Productive Rage

Dan's techie ramblings

Persistent Immutable Lists

I've written before about immutable data structures (I'm all for them; see I love Immutable Data and Problems in Immutability-land) but watching a talk recently by Clojure-creator Rich Hickey made me think about one particular area again recently. In that first post I put up some example cost for an Immutable List that wrapped the .Net List<T> class - this was very simple to implement and understand, and in many cases I was using the immutable class as a return type or a method argument which meant that the instance would be built once and futher manipulations would be limited. This meant that I wasn't too concerned with internally creating a new list instance each time a new immutable instance was required and copying the references over.

However, in this talk it was reiterated that all of the core data structures in Clojure were intended to be immutable and that considerable work was done to ensure that the performance of these structures was sufficient that it could compete with Java and C#. A persistent linked list structure was used so that operations could be performed without having to recreate the entire dataset.

This is something that I didn't know a huge amount about but sounded like it could be an interesting avenue to explore!

A basic introduction into the singly-linked list

The singly-linked list is a fairly basic structure built around nodes; each node has a value and a link to the next node, if there is one. We know we're at the end of the list when the current node has a null "next" node reference.

An empty list would have a null "head" node.

An int list with a single item would have a head node of the form

{ 1, null }

where the value of the item is 1 and there is no next node.

An int list with two items could be illustrated as

{ 1, { 2, null } }

And one with four values as

{ 1, { 2, { 3, { 4, null } } } }

Well, you get the idea!

The interesting thing comes when we look at how the structure changes as items are added.

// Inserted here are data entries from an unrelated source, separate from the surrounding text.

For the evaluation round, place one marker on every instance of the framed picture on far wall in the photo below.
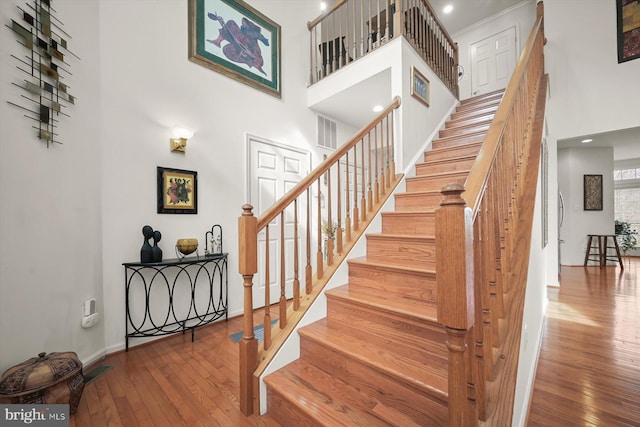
(628, 14)
(177, 191)
(419, 86)
(234, 39)
(593, 192)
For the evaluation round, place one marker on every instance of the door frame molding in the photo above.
(250, 138)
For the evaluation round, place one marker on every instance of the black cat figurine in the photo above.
(146, 252)
(155, 250)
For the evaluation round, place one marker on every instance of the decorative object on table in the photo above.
(234, 39)
(628, 14)
(146, 252)
(627, 236)
(419, 86)
(213, 241)
(177, 191)
(54, 378)
(201, 280)
(329, 229)
(156, 252)
(185, 247)
(45, 67)
(593, 192)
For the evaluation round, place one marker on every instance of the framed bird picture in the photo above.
(177, 191)
(234, 39)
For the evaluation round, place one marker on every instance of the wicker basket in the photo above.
(47, 379)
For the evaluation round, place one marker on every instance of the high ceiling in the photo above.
(368, 93)
(468, 12)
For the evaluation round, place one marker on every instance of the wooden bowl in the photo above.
(187, 246)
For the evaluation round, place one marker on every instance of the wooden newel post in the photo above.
(454, 267)
(248, 260)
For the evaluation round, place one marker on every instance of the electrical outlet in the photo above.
(91, 320)
(89, 307)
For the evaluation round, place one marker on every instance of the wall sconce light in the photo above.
(179, 141)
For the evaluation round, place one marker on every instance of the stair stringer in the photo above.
(290, 350)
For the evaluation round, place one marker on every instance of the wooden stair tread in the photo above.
(404, 237)
(325, 397)
(473, 124)
(454, 147)
(447, 160)
(393, 303)
(484, 114)
(381, 265)
(439, 175)
(494, 93)
(415, 338)
(390, 360)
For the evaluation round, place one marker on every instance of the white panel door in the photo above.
(493, 61)
(273, 170)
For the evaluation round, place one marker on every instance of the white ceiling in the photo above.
(622, 141)
(354, 105)
(468, 12)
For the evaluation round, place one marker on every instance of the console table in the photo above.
(174, 295)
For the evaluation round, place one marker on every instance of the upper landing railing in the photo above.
(350, 29)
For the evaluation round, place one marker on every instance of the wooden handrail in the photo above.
(302, 186)
(351, 29)
(478, 173)
(326, 13)
(337, 177)
(480, 288)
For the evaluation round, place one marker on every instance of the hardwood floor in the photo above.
(170, 382)
(589, 368)
(588, 373)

Starting off with an empty list and adding items one at a time to the front of the list, the structure grows in this manner:

{ 1, null }

{ 2, { 1, null } }

{ 3, { 2, { 1, null } } }

{ 4, { 3, { 2, { 1, null } } } }

Each time we take a list L0 and create a new instance L1 by adding a single item, the head node of L1 can be taken to be a new node that contains the new value and whose "next" reference points to the head node of L0. This is where the "persistent" part comes into play. (This is only possible if the nodes themselves are immutable as otherwise one instance of the list could affect the data in another instance if they shared node chain references where the nodes were not immutable).

This means that creating a new list with a new item is a very simple and fast action! This operation is considerably faster than the doing the same on the original immutable list approach I was using, especially as the size of the list grows.

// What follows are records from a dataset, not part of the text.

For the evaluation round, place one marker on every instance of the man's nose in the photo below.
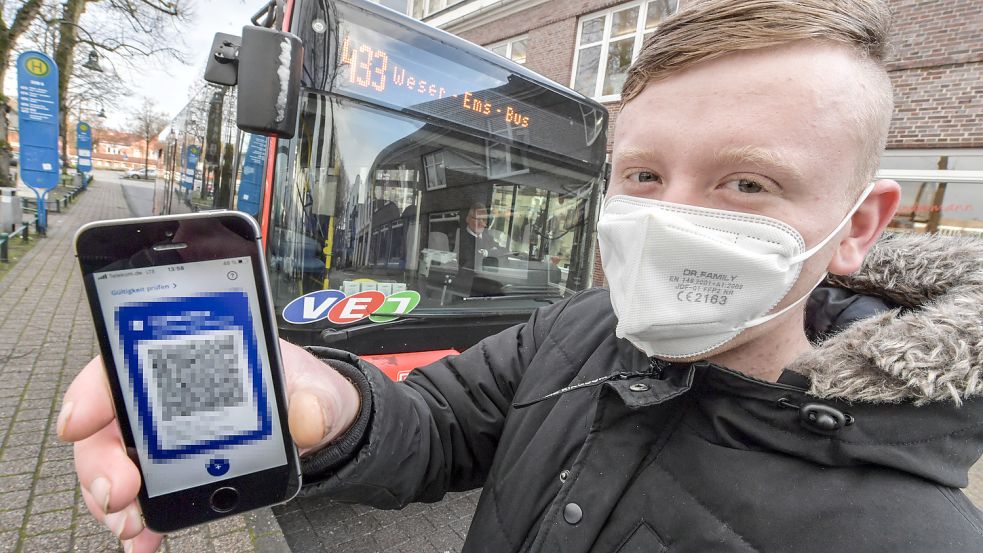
(682, 193)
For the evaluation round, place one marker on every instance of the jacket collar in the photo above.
(929, 350)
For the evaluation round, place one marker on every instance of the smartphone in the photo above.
(184, 317)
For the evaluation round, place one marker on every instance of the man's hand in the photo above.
(322, 404)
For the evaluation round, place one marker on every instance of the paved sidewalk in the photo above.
(46, 337)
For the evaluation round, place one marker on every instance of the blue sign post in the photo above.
(83, 145)
(191, 164)
(253, 169)
(37, 100)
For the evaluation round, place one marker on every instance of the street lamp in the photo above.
(92, 63)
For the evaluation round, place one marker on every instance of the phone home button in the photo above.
(224, 499)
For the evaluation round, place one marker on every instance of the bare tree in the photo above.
(148, 123)
(123, 30)
(20, 15)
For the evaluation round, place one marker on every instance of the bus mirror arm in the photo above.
(223, 60)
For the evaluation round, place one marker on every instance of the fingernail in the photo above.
(133, 515)
(63, 416)
(116, 522)
(99, 488)
(307, 419)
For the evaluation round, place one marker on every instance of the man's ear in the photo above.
(866, 227)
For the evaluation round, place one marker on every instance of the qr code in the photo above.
(195, 376)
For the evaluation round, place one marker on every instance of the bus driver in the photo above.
(684, 409)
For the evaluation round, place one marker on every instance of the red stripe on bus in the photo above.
(397, 366)
(271, 154)
(264, 224)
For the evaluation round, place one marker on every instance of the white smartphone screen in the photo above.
(192, 362)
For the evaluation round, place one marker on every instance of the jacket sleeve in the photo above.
(433, 433)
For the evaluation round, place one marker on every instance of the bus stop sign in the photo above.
(84, 147)
(37, 100)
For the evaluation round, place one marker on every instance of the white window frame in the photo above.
(427, 11)
(409, 5)
(508, 47)
(605, 43)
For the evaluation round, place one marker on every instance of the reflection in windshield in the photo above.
(371, 200)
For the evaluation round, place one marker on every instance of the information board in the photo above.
(83, 145)
(37, 101)
(190, 166)
(253, 170)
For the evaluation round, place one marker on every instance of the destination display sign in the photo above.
(385, 64)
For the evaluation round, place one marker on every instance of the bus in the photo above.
(432, 193)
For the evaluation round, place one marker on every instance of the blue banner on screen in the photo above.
(37, 100)
(191, 165)
(84, 146)
(253, 170)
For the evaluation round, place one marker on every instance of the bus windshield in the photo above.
(371, 199)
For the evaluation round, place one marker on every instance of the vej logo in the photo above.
(338, 308)
(37, 67)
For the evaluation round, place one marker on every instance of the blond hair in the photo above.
(708, 29)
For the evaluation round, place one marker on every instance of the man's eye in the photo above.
(747, 186)
(643, 176)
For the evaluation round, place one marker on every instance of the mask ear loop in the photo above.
(809, 253)
(806, 255)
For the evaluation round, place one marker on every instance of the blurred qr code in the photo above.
(197, 375)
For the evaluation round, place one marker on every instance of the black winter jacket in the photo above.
(862, 445)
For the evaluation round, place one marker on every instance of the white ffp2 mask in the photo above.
(685, 280)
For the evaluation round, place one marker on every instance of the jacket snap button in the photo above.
(572, 513)
(822, 419)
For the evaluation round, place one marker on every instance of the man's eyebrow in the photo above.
(632, 154)
(759, 157)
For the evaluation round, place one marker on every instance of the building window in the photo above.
(607, 43)
(513, 49)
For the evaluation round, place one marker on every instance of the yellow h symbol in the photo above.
(37, 66)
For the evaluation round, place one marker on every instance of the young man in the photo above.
(685, 410)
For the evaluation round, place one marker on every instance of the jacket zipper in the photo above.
(656, 366)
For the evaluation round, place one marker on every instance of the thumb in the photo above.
(321, 404)
(312, 418)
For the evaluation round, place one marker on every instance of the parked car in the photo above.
(138, 173)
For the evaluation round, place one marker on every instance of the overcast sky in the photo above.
(167, 82)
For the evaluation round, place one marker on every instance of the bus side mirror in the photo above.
(267, 65)
(270, 66)
(223, 60)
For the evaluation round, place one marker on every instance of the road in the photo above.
(138, 193)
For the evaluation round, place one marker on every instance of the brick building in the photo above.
(935, 145)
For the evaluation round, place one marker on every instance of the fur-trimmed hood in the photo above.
(930, 349)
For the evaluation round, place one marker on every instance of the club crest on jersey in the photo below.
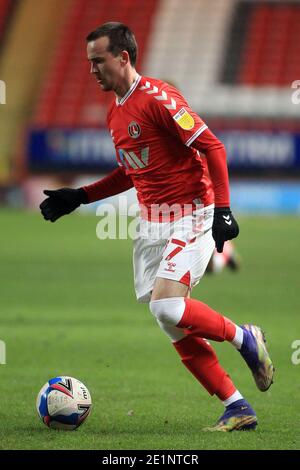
(134, 130)
(184, 119)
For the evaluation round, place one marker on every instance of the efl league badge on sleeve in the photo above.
(184, 119)
(134, 130)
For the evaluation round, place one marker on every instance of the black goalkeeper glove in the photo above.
(61, 202)
(225, 227)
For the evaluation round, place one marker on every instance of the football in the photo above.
(63, 403)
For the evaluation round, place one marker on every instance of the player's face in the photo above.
(106, 68)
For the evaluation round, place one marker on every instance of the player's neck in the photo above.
(126, 83)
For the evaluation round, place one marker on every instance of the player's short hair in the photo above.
(121, 38)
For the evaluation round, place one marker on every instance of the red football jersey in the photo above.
(153, 128)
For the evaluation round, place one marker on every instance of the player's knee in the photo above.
(168, 311)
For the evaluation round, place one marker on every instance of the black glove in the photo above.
(61, 202)
(225, 227)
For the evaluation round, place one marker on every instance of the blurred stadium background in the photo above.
(235, 61)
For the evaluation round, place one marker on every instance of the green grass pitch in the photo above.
(68, 307)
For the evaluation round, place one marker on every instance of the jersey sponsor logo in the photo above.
(130, 159)
(134, 130)
(184, 119)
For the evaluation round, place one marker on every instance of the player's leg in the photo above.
(188, 266)
(200, 359)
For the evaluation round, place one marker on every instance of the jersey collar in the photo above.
(130, 91)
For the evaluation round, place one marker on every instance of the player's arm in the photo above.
(65, 200)
(172, 112)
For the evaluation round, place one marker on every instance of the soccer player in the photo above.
(158, 141)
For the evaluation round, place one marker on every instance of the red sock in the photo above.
(203, 321)
(201, 360)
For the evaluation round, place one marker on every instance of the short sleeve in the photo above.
(169, 110)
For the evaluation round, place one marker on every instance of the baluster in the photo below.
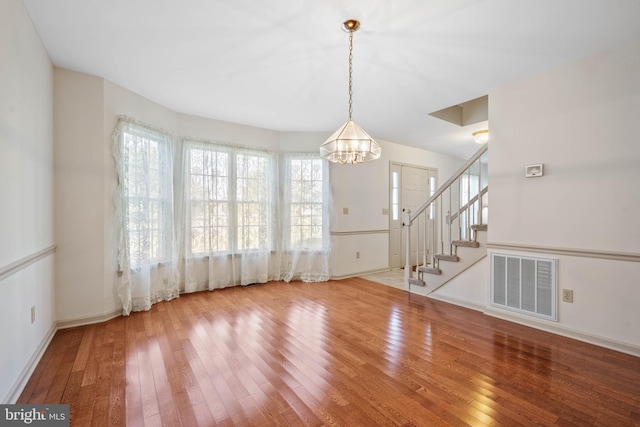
(479, 192)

Enumerating the list is also straight-forward; we start at the head node (if non-null) and then walk down the "next" references until we hit a null, indicating the end of the list.

A basic implementation of this could be:

public class SimplePersistentImmutableList<T> : IEnumerable<T>
{
    private readonly Node _head;
    public SimplePersistentImmutableList() : this(null) { }
    private SimplePersistentImmutableList(Node head)
    {
        _head = head;
    }

    public SimplePersistentImmutableList<T> InsertAtStart(T value)
    {
        return new SimplePersistentImmutableList<T>(
            new Node(value, _head)
        );
    }

    public IEnumerator<T> GetEnumerator()
    {
        return new SetEnumerator(_head);
    }

    IEnumerator IEnumerable.GetEnumerator()
    {
        return GetEnumerator();
    }

    private class Node
    {
        public Node(T value, Node next)
        {
            Value = value;
            Next = next;
        }

        public T Value { get; private set; }

        /// <summary>
        /// This will be null if there is no next node
        /// </summary>
        public Node Next { get; private set; }
    }

    private class SetEnumerator : IEnumerator<T>
    {
        private readonly Node _topNode;
        private Node _currentNode;
        public SetEnumerator(Node topNode)
        {
            // The way that the enumeration operates is that it will call MoveNext before
            // trying to retrieve the first value when processing a foreach loop to ensure
            // that data is present. In order to deal with this, we need to wrap the Top
            // Node in another node so that the first MoveNext call moves us to the start
            // of the data.
            _topNode = new Node(default(T), topNode);
            _currentNode = _topNode;
        }

        public void Dispose() { }

        public T Current
        {
            get
            {
                if (_currentNode == null)
                    throw new InvalidOperationException("No Current value");
                return _currentNode.Value;
            }
        }

        object IEnumerator.Current
        {
            get { return Current; }
        }

        public bool MoveNext()
        {
            if ((_currentNode == null) || (_currentNode.Next == null))
                return false;
            _currentNode = _currentNode.Next;
            return true;
        }

        public void Reset()
        {
            _currentNode = _topNode;
        }
    }
}

And most of that code is the implementation of IEnumerable!

Limitations

This example only exposes an InsertAtStart method as a manner in which to alter the list. An obvious counterpart would be to add a RemoveFromStart method, since all that need do is create a new list whose head node is the "next" node of the head node of the current list (if the head node of the intial list was null then there are no items, and so RemoveFromStart would be invalid).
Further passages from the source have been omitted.